Naka Muhammadan
- Full name: Naka Muhammadan Football Club

= Naka Muhammadan FC =

Pakistani football club

Naka Muhammadan Football Club is a Pakistani football club based in the locality of Lyari in Karachi, Sindh. The club is one of the founder members of the Pakistan Premier League, and played at the top tier in 2004. It has also participated in the Karachi Football League, winning the 2015–16 edition.

== History ==
In the early 2000s, the team was recorded participating in national inter-club tournaments of Pakistan.

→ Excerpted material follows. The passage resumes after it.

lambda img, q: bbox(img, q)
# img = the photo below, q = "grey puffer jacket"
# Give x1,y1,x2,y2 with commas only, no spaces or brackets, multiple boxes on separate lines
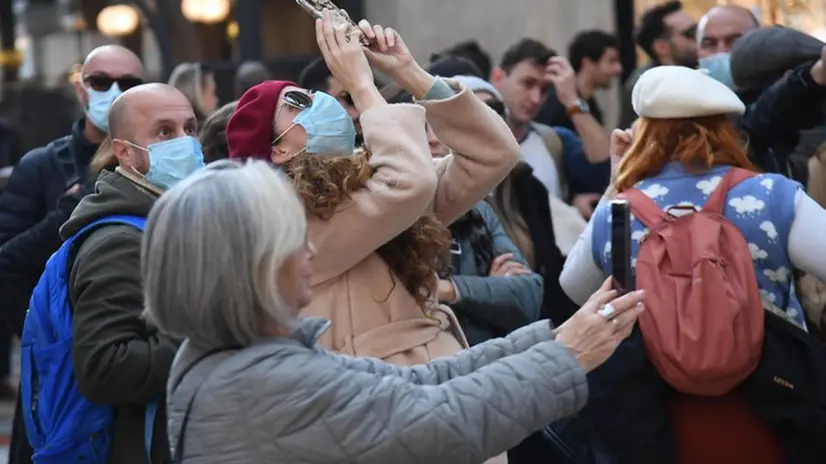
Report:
167,319,588,464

In 2004, Naka Muhammadan became one of the founding members of the Pakistan Premier League, qualifying by winning all three matches in the provincial qualifying group. It was one of local clubs of Pakistan to appear in Pakistan Premier League, in a tournament dominated by departmental teams during that time. It made its professional debut in the inaugural 2004 National League. The team suffered financial problems and withdrew from the league, but subsequently came back to complete the remaining matches. The club finisbed second-last at 15th position with 15 points, hence becoming relegated. The team also participated in the 2005 National Challenge Cup, the top tier national cup competition finishing last in the group 2 of pool D.

The next season, marred in financial constraints, the team decided not to enter the second tier 2005–06 PFF League.

In 2014, the team participated in the Coca Cola Lyari Football Championship.